If you imagine how you might feel if every word, for example, you wrote as you did this Post... and therefore every thought and memory and action that happens as you are doing the Post was being challenged by another or, many others, in many different ways... but you proceed regardless, achieve the Post... how might you feel when finished?

That may help you to have some insight to what a Schizophrenic is possibly experiencing every moment of every day and night.

I won't write more, and I do hope I have not over-stepped acceptance.
May the words I have given here have made sense and have maybe helped you.

Schizophrenia, when good, can give 'Sight', Healing Ability, Communication skills with what is not necessarily able to be seen, felt or heard by those not affected. But when like, what I presume, your Sister is experiencing... then her life is more likely to be a Living Hell.

Zom, I find your Blog interesting, your Art Style intriguing, and also beautiful and your words enjoyable to read.

Good luck with the changes happening for you, may they and you integrate with integrity and pleasure.

Good wishes from Magda in Queensland Australia

Zom said...

Thankyou Magda so much for your thoughtful and generous comment. I appreciate what you have shared.
It is helpful.

Connie said...

Zom, your presence here online was missed. Welcome back.

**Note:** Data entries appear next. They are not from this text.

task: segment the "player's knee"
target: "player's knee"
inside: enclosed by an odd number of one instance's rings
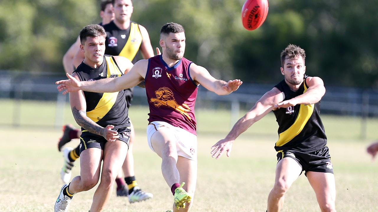
[[[108,169],[103,170],[101,176],[101,183],[111,185],[114,183],[118,173]]]
[[[83,191],[86,191],[91,189],[97,184],[98,180],[98,178],[96,178],[82,179],[82,189]]]
[[[286,193],[289,188],[290,188],[290,184],[285,180],[279,180],[274,184],[273,189],[275,193],[283,195]]]

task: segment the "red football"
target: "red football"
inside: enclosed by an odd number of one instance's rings
[[[266,18],[268,8],[268,0],[247,0],[242,9],[243,26],[248,30],[259,28]]]

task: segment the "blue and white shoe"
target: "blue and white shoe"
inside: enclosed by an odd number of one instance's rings
[[[153,197],[153,195],[152,194],[144,192],[138,186],[135,186],[134,187],[133,192],[129,195],[129,201],[132,203],[151,199]]]
[[[70,198],[68,196],[63,194],[63,189],[65,189],[68,186],[68,184],[65,184],[62,187],[60,192],[59,193],[58,198],[55,202],[54,207],[55,212],[67,212],[68,211],[68,204],[71,201],[72,198]]]

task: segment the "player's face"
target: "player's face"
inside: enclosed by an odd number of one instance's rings
[[[100,16],[102,18],[102,25],[109,23],[114,19],[113,5],[111,3],[106,5],[105,10],[100,12]]]
[[[84,45],[80,48],[85,59],[94,63],[102,62],[105,53],[105,38],[104,36],[87,37]]]
[[[131,0],[116,0],[113,8],[115,18],[121,23],[130,21],[133,8]]]
[[[170,32],[164,39],[163,45],[164,53],[168,58],[173,60],[180,60],[184,57],[185,51],[185,34]]]
[[[302,83],[305,72],[306,66],[301,56],[293,60],[285,59],[284,67],[281,67],[281,72],[285,75],[285,80],[294,85]]]

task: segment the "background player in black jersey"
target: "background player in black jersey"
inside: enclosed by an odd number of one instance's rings
[[[107,32],[105,40],[106,49],[105,54],[113,55],[124,57],[133,63],[138,60],[137,54],[140,50],[143,57],[148,58],[153,57],[153,51],[149,35],[147,30],[142,25],[130,20],[133,8],[131,0],[113,0],[112,1],[114,19],[108,24],[104,25]],[[77,67],[84,58],[84,55],[80,49],[77,49],[73,59],[74,66]],[[126,100],[127,106],[129,107],[133,98],[133,89],[126,90]],[[74,132],[76,129],[69,126],[66,126],[67,129],[64,131],[62,138],[59,142],[60,146],[69,141],[73,136],[77,134]],[[135,177],[134,169],[134,157],[133,155],[135,134],[134,128],[131,126],[131,138],[129,145],[129,151],[126,157],[122,170],[125,175],[125,181],[127,184],[128,191],[125,192],[125,183],[123,180],[118,177],[117,183],[117,194],[118,196],[128,195],[130,203],[139,201],[152,198],[152,194],[142,190],[138,186]],[[59,145],[58,145],[60,146]],[[67,158],[69,163],[65,163],[61,172],[62,179],[69,178],[67,175],[70,175],[70,169],[73,163],[79,157],[76,154],[77,148],[74,150],[65,150],[64,152],[65,157]],[[75,150],[76,150],[75,151]]]
[[[274,186],[268,200],[268,212],[279,211],[285,194],[305,172],[321,211],[336,211],[336,188],[327,137],[319,116],[319,101],[325,92],[323,80],[304,75],[304,50],[290,45],[281,54],[285,80],[265,94],[235,124],[227,136],[212,148],[218,159],[240,134],[272,110],[279,123],[279,139],[275,148],[278,162]]]
[[[85,58],[73,72],[76,79],[93,81],[119,77],[133,66],[124,57],[104,57],[106,36],[104,28],[98,25],[87,26],[80,32],[81,48]],[[55,212],[67,211],[74,195],[92,189],[100,177],[90,211],[102,211],[108,201],[116,177],[126,157],[130,140],[125,95],[124,91],[103,94],[79,91],[70,94],[73,114],[83,130],[80,175],[62,187],[55,203]]]

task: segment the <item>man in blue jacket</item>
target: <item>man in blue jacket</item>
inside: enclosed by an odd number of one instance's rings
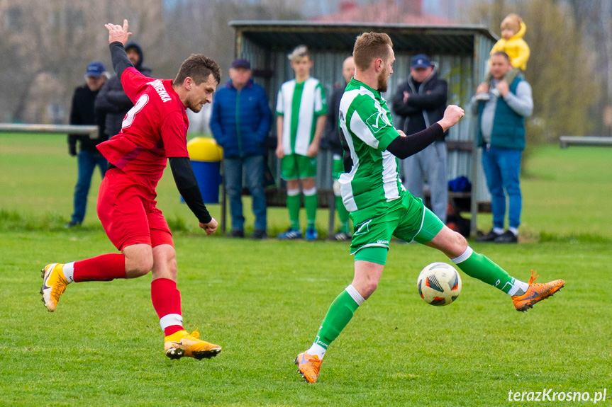
[[[512,69],[506,52],[495,52],[489,60],[492,76],[489,98],[486,101],[477,101],[478,95],[488,91],[479,86],[472,108],[478,113],[478,144],[484,147],[482,166],[491,195],[493,229],[476,240],[516,243],[522,207],[519,176],[521,156],[525,149],[525,117],[533,111],[533,100],[531,86],[521,76],[511,84],[503,80],[503,76]],[[504,231],[506,195],[508,227]]]
[[[255,215],[253,239],[265,239],[266,198],[264,193],[265,142],[270,131],[272,112],[263,88],[253,83],[251,66],[236,59],[229,69],[230,79],[213,102],[211,130],[223,148],[226,190],[230,197],[232,229],[229,236],[245,236],[241,191],[243,171],[252,197]]]

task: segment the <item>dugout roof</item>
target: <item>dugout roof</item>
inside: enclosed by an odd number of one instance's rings
[[[230,21],[237,33],[257,45],[272,50],[304,44],[313,50],[352,49],[355,38],[364,32],[386,33],[396,52],[466,55],[474,50],[474,38],[496,41],[485,26],[408,25],[367,23],[311,23],[304,21]],[[239,52],[238,52],[239,53]]]

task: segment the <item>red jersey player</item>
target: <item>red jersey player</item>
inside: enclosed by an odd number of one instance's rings
[[[171,359],[201,360],[216,356],[221,348],[183,329],[181,297],[177,289],[177,260],[172,235],[156,207],[155,187],[167,160],[177,187],[207,235],[217,222],[206,210],[191,170],[187,148],[186,108],[199,112],[211,103],[221,80],[212,59],[192,55],[172,80],[154,79],[137,71],[123,45],[131,35],[123,27],[106,24],[113,67],[134,107],[126,115],[118,134],[99,145],[109,160],[100,185],[97,212],[109,239],[121,253],[104,254],[43,269],[43,302],[55,310],[68,284],[135,278],[152,271],[151,299],[164,330],[164,348]]]

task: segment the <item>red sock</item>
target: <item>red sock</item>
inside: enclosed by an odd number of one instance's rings
[[[74,282],[111,281],[115,278],[126,278],[125,255],[103,254],[74,262]]]
[[[181,293],[177,283],[167,278],[151,282],[151,302],[160,317],[160,325],[166,336],[183,329],[181,316]]]

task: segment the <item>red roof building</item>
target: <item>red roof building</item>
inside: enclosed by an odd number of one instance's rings
[[[401,23],[413,25],[453,25],[457,22],[423,12],[423,0],[381,0],[360,7],[355,1],[341,1],[338,12],[309,18],[326,23]]]

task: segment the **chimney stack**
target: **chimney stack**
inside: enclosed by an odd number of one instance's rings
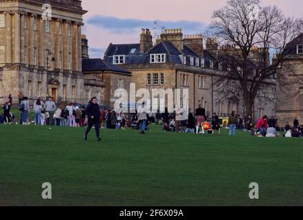
[[[140,35],[140,52],[145,53],[153,47],[153,36],[149,29],[142,28]]]
[[[186,34],[183,39],[184,45],[190,47],[199,56],[203,56],[203,37],[202,34]]]

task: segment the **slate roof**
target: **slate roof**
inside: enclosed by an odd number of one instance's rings
[[[303,44],[303,33],[289,42],[283,52],[284,55],[297,54],[297,45]]]
[[[135,49],[133,54],[130,54],[132,49]],[[140,44],[112,44],[110,43],[106,50],[104,56],[110,56],[115,55],[135,55],[140,54]]]
[[[82,60],[82,72],[112,71],[122,74],[131,73],[119,66],[111,64],[101,58],[86,58]]]

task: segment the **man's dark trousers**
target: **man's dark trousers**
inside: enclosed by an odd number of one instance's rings
[[[85,133],[85,135],[87,136],[90,129],[92,127],[92,125],[95,124],[95,131],[96,131],[97,138],[99,138],[100,136],[100,128],[99,127],[99,120],[95,120],[95,118],[90,118],[88,120],[88,126]]]

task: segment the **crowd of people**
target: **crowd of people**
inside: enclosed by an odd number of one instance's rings
[[[90,118],[88,109],[84,107],[75,106],[73,102],[68,104],[64,102],[57,107],[51,97],[48,97],[44,102],[40,96],[34,101],[32,107],[30,105],[28,98],[20,92],[18,96],[19,110],[20,111],[20,124],[35,125],[55,125],[69,126],[89,126]],[[90,101],[88,106],[92,100]],[[14,123],[15,116],[11,111],[12,98],[10,94],[8,101],[3,107],[3,122]],[[186,132],[197,134],[221,133],[221,129],[229,129],[228,135],[235,135],[236,129],[251,131],[251,135],[259,137],[278,137],[280,132],[284,132],[284,137],[302,137],[303,126],[299,124],[297,118],[293,121],[293,126],[287,123],[283,131],[277,124],[275,116],[264,116],[256,123],[253,123],[251,116],[248,116],[246,124],[242,116],[237,117],[233,111],[228,120],[222,122],[218,116],[213,113],[211,118],[208,118],[205,109],[199,105],[195,111],[189,109],[187,118],[180,117],[182,115],[181,109],[177,108],[173,113],[168,113],[168,109],[162,113],[146,113],[144,111],[144,103],[138,108],[134,113],[124,113],[123,111],[117,113],[115,109],[106,109],[99,110],[98,127],[109,129],[123,129],[125,127],[140,131],[144,134],[148,131],[150,124],[156,122],[162,125],[165,132]],[[28,113],[32,111],[33,122],[28,120]],[[1,121],[0,121],[1,122]],[[95,126],[95,124],[92,126]]]

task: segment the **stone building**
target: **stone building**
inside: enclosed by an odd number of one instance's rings
[[[104,60],[131,72],[131,82],[137,90],[148,89],[151,94],[153,89],[188,89],[191,109],[201,104],[208,116],[212,111],[227,116],[233,110],[244,114],[243,99],[239,94],[222,96],[214,86],[214,78],[224,71],[213,55],[218,50],[215,39],[208,39],[204,48],[201,34],[184,35],[181,29],[164,30],[155,45],[152,39],[150,30],[142,29],[139,43],[110,43]],[[159,98],[151,98],[159,102]],[[257,99],[253,116],[257,120],[264,114],[274,115],[275,106],[264,105]]]
[[[277,116],[279,124],[292,126],[295,117],[303,123],[303,34],[290,42],[284,50],[286,57],[279,73],[284,78],[277,85]]]
[[[114,108],[119,98],[115,97],[117,89],[124,89],[129,94],[131,72],[101,58],[89,58],[85,35],[82,35],[82,58],[85,96],[95,96],[99,104]]]
[[[0,96],[21,91],[30,99],[83,102],[86,12],[78,0],[1,1]]]

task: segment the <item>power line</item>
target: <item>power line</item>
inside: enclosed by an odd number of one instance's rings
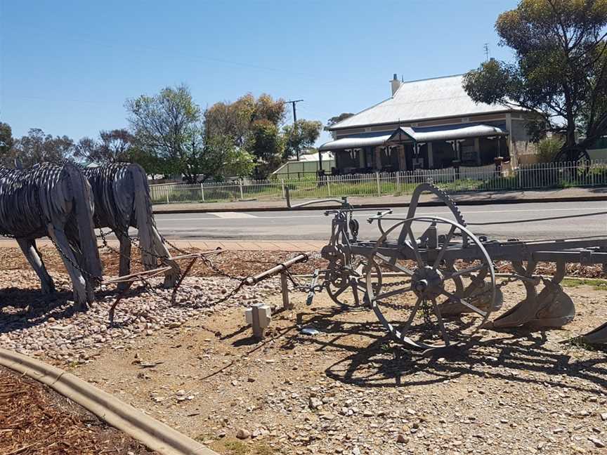
[[[301,103],[304,100],[290,100],[289,101],[285,101],[285,103],[287,104],[290,103],[293,106],[293,131],[296,134],[296,128],[297,128],[297,110],[295,105],[298,103]],[[297,161],[299,161],[299,143],[297,143],[297,148],[295,150],[295,152],[297,154]]]

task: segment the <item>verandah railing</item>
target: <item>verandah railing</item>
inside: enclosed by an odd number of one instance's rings
[[[417,185],[428,181],[448,192],[607,186],[607,161],[530,164],[499,172],[490,166],[328,176],[322,178],[172,183],[152,185],[150,192],[154,204],[284,199],[287,187],[292,198],[398,196],[410,194]]]

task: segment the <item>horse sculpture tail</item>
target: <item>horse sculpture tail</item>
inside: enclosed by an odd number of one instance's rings
[[[101,278],[103,270],[99,258],[95,225],[93,222],[93,199],[91,185],[82,171],[73,164],[65,164],[63,173],[69,177],[72,198],[78,225],[78,236],[86,272]]]
[[[148,176],[143,168],[138,164],[129,164],[128,171],[133,179],[135,220],[139,232],[141,261],[145,268],[150,270],[156,267],[156,257],[154,256],[154,226],[152,224],[152,202],[150,200]]]

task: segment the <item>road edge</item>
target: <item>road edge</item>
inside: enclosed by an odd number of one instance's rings
[[[593,196],[589,197],[587,196],[577,196],[570,197],[534,197],[528,199],[488,199],[478,200],[458,200],[457,197],[453,198],[455,203],[458,206],[483,206],[483,205],[500,205],[500,204],[537,204],[540,202],[588,202],[591,201],[607,201],[607,196]],[[252,206],[252,207],[217,207],[217,208],[205,208],[205,209],[167,209],[166,210],[159,210],[159,206],[170,206],[168,204],[157,204],[156,208],[152,207],[152,211],[155,215],[174,215],[178,213],[207,213],[210,212],[265,212],[265,211],[294,211],[302,210],[322,210],[323,209],[337,209],[339,206],[335,204],[319,204],[315,206],[306,206],[304,207],[297,207],[295,209],[289,209],[285,205],[284,206]],[[396,204],[353,204],[353,207],[356,209],[395,209],[398,207],[408,207],[410,204],[409,202],[397,202]],[[441,201],[426,201],[419,202],[417,206],[419,207],[438,207],[443,206],[445,204]]]
[[[116,397],[44,362],[0,348],[0,365],[46,384],[162,455],[218,455]]]

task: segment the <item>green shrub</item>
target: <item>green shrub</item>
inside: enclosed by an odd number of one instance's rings
[[[537,161],[540,163],[551,162],[564,143],[565,141],[559,136],[544,138],[535,145]]]

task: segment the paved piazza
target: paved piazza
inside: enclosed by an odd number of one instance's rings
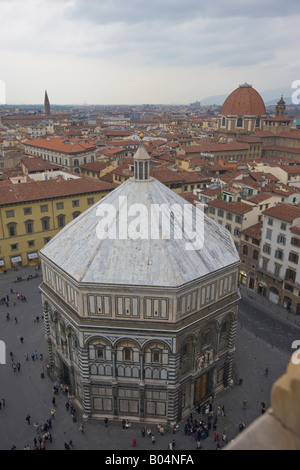
[[[29,274],[39,274],[38,278],[26,280]],[[6,365],[0,365],[0,399],[4,398],[6,406],[0,410],[0,449],[9,450],[14,445],[22,450],[26,445],[34,448],[34,438],[39,435],[35,423],[43,425],[50,418],[51,410],[55,409],[52,420],[52,442],[46,441],[46,450],[63,450],[65,442],[70,440],[74,450],[133,450],[132,440],[136,439],[136,450],[167,450],[168,444],[175,440],[176,450],[195,450],[196,441],[193,436],[186,436],[184,423],[180,423],[177,433],[165,432],[161,436],[155,426],[151,426],[155,435],[155,444],[146,435],[142,437],[142,424],[133,425],[130,429],[122,429],[120,423],[109,421],[108,427],[104,422],[84,423],[84,433],[79,429],[81,416],[76,412],[77,421],[73,422],[70,412],[66,410],[68,398],[61,392],[55,395],[55,405],[52,404],[53,380],[47,376],[47,347],[44,340],[44,324],[41,314],[41,294],[39,284],[41,271],[34,267],[22,268],[17,272],[7,272],[0,275],[0,298],[9,296],[9,307],[0,305],[0,340],[6,344]],[[14,282],[16,276],[25,280]],[[11,293],[13,289],[14,293]],[[26,302],[18,300],[17,293],[26,297]],[[13,304],[15,300],[15,305]],[[6,319],[9,312],[10,320]],[[40,321],[34,321],[34,317]],[[17,318],[17,323],[15,322]],[[295,327],[296,328],[296,327]],[[296,328],[297,330],[297,328]],[[296,335],[296,332],[295,332]],[[299,336],[299,335],[298,335]],[[23,337],[23,343],[20,340]],[[295,337],[295,339],[297,339]],[[276,345],[276,339],[274,340]],[[20,364],[20,370],[14,371],[13,361]],[[37,359],[32,359],[36,352]],[[291,351],[292,353],[292,351]],[[28,354],[26,360],[25,354]],[[40,359],[40,354],[43,359]],[[230,389],[214,397],[213,409],[217,406],[225,407],[226,420],[218,418],[217,431],[221,435],[226,433],[228,441],[238,434],[238,425],[242,421],[249,425],[260,416],[260,403],[264,401],[266,408],[270,406],[270,391],[274,381],[286,370],[291,354],[279,350],[276,346],[264,342],[256,337],[239,323],[237,330],[235,374],[236,379],[242,378],[242,385],[237,383]],[[269,375],[264,371],[268,367]],[[45,377],[41,378],[44,373]],[[243,409],[243,400],[247,400],[247,407]],[[71,402],[70,402],[71,403]],[[31,416],[30,424],[26,421]],[[193,417],[199,419],[202,414],[195,410]],[[130,418],[129,418],[130,421]],[[145,424],[145,428],[149,426]],[[201,441],[203,450],[216,449],[214,432],[211,429],[208,438]]]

And I look forward to watching the New reveal itself in your life and your art.

BIG Hugs,
Connie

hali said...

Zom- came here from the quote Connie posted... this post resonates so deeply with me now. It is good to feel that others experience this delicate balance of making space for the new to bloom when the appropriate time for it to assimilate with what has already been sown presents itself. also - your artwork is stunning. thank you for being you. i look forward to your future insights.

Zom said...

Hali what a beautiful comment you have given me. Thank you.

nollyposh said...

So wonderful to have you back DDZ <3
Not surprisingly you have put into words my very feelings... i feel the very same way about the right timing... i too am looking for the signs & learning in the meantime the value of patience <3

Carolyn said...

I come a little late to this post, but I commend your trip to connect with family.

It sounds like a deep journey. I suggest journaling/collage from your future self. It can be transforming to imagine the feelings of confidence and knowing that your future self will have looking back on this time, and journaling from this point of view.